The hostility which arose against cubism would be enough to prove that it was indeed a revolution: the vocabulary, the syntax, the meaning and even the space of painting were questioned. ‘Everything is recognisable, and yet misguiding…’ says Beckett. Continuous research led to an entirely new conception and vision of the act of painting and of its purpose. Cezanne’s famous laconic piece of advice to Emile Bernard in 1904, can be considered as the starting point. ‘Treat nature in terms of the cylinder, the sphere and the cone, everything in proper perspective…’. Even if the Aix master appears as the initial reference, ‘Cezannism ‘ will soon be questioned, overtaken and renewed, both in content and in spirit, by two young painters: Braque and Picasso.
The word “cubism” will at first be used in derision to describe a series of pictures painted by Braque at L’Estaque in 1908; then, by extension, it will refer to a number of artists who, by diverting the new course, will adopt only the geometrization of the surface, grouped together under the sign of the ‘Section d’Or’. Braque and Picasso’s cubism – and only theirs – determined the first great plastic revolution of the 20th century. It was to be exploited by the cubists.
In 1906, the Louvre exhibits Iberian sculptures from the Osuna and Cerro de los Santos excavations which reveal to Picasso the primitive art of his own country, and at the same time the Gauguin retrospective in the Salon d’Automne underlines the “barbarian” primitivist influences in the work of the Atuana exile. In Gosol, a small Catalan village, during the summer, Picasso creates violently schematic figures in which he replaces the face by a mask – that is how he concludes the portrait of Gertrude Stein. In the spring of the same year, he had met Matisse, also fascinated by African art, known then as “Negro art”.
Cezanne dies on the 23rd October, 1906, Braque studies his teachings on constructive and simplifactory harmony at L’Estaque where he worked a great deal; he remains there until February.
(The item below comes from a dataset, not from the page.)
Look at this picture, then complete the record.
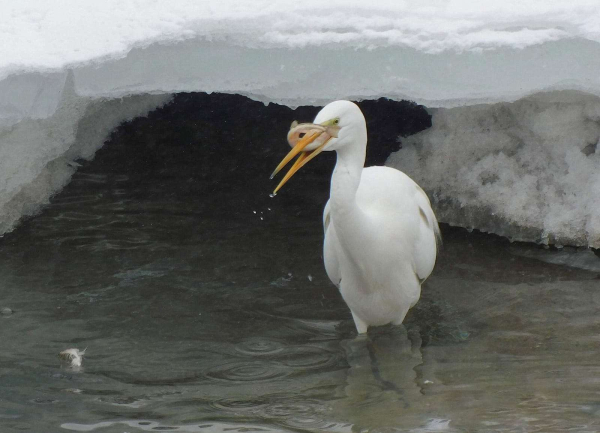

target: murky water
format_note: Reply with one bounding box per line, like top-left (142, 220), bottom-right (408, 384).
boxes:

He says later on that ‘he applied himself to submitting’ his own paintings ‘to the influence of light, atmosphere, the effect of rain which revived colour…’ of the Aix master. His watercolours, exhibited at the Bernheim-Jeune Gallery, in June 1907, and in the Salon d’Automne retrospective, will have a great impact on young artists.
During these extraordinarily eventful and productive first years of the century, two main trends emerge in the research and preoccupations of the young painters: on the one hand Cezanne’s construction and apprehension of space, colour and light, and on the other, the expressive violence of the Negro, Oceanic or Egyptian primitives. Iberian for Picasso, who begins in March 1907 his first studies for the composition that will become, after several variations, Les Demoiselles d’Avignon. In the Salon des Independants where Braque shows some of his Cezannian paintings from L’Estaque, Picasso sees Matisse’s Blue Nude, a primitivist, hedonistic vision which causes a scandal because of its distortions and crude colours – pink and blue – and Derain’s Bathers in which the volumes are sharply and strikingly cut out with hard schematic lines.
Thus without any form of premeditation, the various elements which lead up to Les Demoiselles d’Avignon are laid out. Using a Cezannian construction of figures in space, and stimulated by the revelation Derain’s Bathers, Picasso attempts to surpass them, to go further, by an even more geometrization of volumes which, making use of Gauguin’s primitivism, will lead to a radicalisation of set influences; his figures, thanks to the painter’s exceptional visual memory, tend to merge with Iberian heads, African masks, with the Oceanian and Polynesian tribal art shown in the Ethnographic Museum of the Trocadero; the impact of this exhibition will cause Picasso to reshape the second half of Les Demoiselles d’Avignon, without altering the first half. “I wondered whether I should start all over again. But then I said no to myself: ‘No they’ll understand what I intended to do…’”, declares Picasso, more sure of himself than his future public.